In 1966 movie "What's Up, Tiger Lily?", Woody Allen removed the voice track from a Japanese spy movie, and replaced it with one of his own creation. He never even bothered with the original script at all. The result was very entertaining.

The motion of the National Union of Journalists and its provided rationale reads like Allen's adduced script. It has very little to do with the actual events that unfolded last summer, or their conclusions. And the result is not very entertaining. It is actually quite frightening in its insistence on disowning knowledge. It cannot be excused away as merely an interpretation. It is an assault upon historical truth. And it is a new concept in academic scholarship, determining what truth is by a vote; those who voted for the boycott were voting for its moral underpinnings, presented as unquestionably factual and true in the motion's proposal.

This is the third beat in a series of events which have gained prominence in the war against the idea of Israel's legitimacy and survival as a Jewish state and a democracy: The cancelation of the lecture by Keuntzel, the appointment of a self-declared anti-Zionist historical revisionist for a History chair at Exeter University, and now this, from a union of journalists, no less.

As I gaze at this concentration of events from a distance of an ocean, I wonder what's happening to British intelligentia. Haven't these journalists been given a "carte blanche" now to report about and interpret anything concerning Israel and its Arab enemies in light of these "amendments" to the events of last summer as we know them? Here is another example of such guidelines, meant to poison public attitudes towards israel.

The unfolding of the events was recorded by the UNSC, hardly known for its sympathy for Israel.
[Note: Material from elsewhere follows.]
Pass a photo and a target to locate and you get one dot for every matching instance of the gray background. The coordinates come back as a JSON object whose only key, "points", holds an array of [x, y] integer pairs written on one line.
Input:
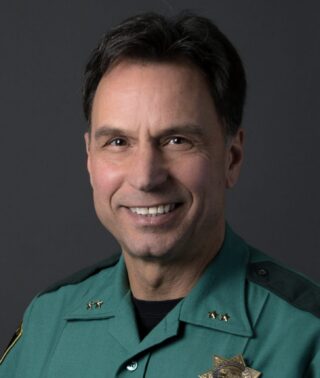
{"points": [[48, 225]]}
There is a de-facto symbiosis between what journalists report and interpret and how they are sustained by academic scholarship that provides the ethical support for their interpretations. The two prosessions, journalists and scholars, depend on, validate and feed each other to a certain extent, with journalists practicing what scholars theorize about.

So here we have three events in rapid succession, the silencing of a lecturer whose thesis suggests Islamic culture has fostered a legacy of nazi-type antisemitism, the honouring of a anti-Israeli intellectual whose thesis strays from verifiable history into the fantasy world of a dedicated anti-Zionist, and now a union of journalists boycotting Israeli goods.

There is a mood in British academia, and among its chattering classes, which sustains these decisions, which tolerates tinkering with facts and ethical principles, which easily disregards information that sympathizes with Israelis, and that seeks to criminalize Israel.